Tracheostomy Complication Clinical Trial
Official title:
Microbiological Evaluation of the Efficacy of Water to Clean Tracheostomy Inner Cannulas: A Randomized Control Trial
Biofilms pose a potential risk with reusable inner cannulas, by increasing the risk of infection. Effective decontamination is vital in eliminating these biofilms. An appropriate method of cleaning and decontamination to make inner cannula safe for reuse should be practiced. The current recommendations for cleaning inner cannula are varied with multiple techniques being put forth. The current practice of using sterile water to clean inner cannula is not supported by strong evidence. This Randomized Controlled Study looks into the microbiological efficacy of sterile water in cleaning inner cannulas.
Tracheostomy Care of Patients:
The tracheostomy care of all patients included in the study will be the same as any other
tracheostomy patient in the hospital, as directed by the tracheostomy care nursing policy.
Before study procedure, inner cannula is to be checked to ensure it is not clogged with
secretion, any secretion is to be removed with suction.
Decontamination methods:
Patients may fall under group A or group B as determined by the random allocation.
Patients in decontamination group A: Detergent
Pre Decontamination:
- The inner cannula care will be removed using aseptic precautions.
- 10 ml of normal saline will be flushed along the inner surface in an uniform manner over
30 seconds. The inner cannula will be turned gently to ensure that the entire inner
surface has been flushed by Normal Saline.

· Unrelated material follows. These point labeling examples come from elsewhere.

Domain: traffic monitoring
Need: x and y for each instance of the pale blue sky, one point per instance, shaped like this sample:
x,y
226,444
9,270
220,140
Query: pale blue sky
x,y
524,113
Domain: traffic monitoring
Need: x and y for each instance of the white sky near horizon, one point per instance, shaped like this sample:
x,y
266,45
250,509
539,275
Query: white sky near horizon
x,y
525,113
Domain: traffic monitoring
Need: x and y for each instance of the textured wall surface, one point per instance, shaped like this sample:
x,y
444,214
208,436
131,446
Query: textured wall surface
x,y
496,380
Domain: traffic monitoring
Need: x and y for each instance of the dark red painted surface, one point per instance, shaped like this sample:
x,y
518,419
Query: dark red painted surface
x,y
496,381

- The solution will be collected in the sterile bottle and sent for laboratory analysis of
colony counts.
- Small proportion of pre decontamination samples will be randomly selected for typing and
naming of organisms.
Decontamination:
- Inner cannula will be cleaned with commercially available tracheostomy cleaning fluid /
powder (Ex: Trachoe - Kapitex healthcare, UK).
- The cleaning is done as per manufacturers recommendation.
Post Decontamination:
- Using aseptic technique, 10 ml of normal saline will be flushed along the inner surface
in an uniform manner over 30 seconds. The inner cannula will be turned gently to ensure
that the entire inner surface has been flushed by Normal Saline.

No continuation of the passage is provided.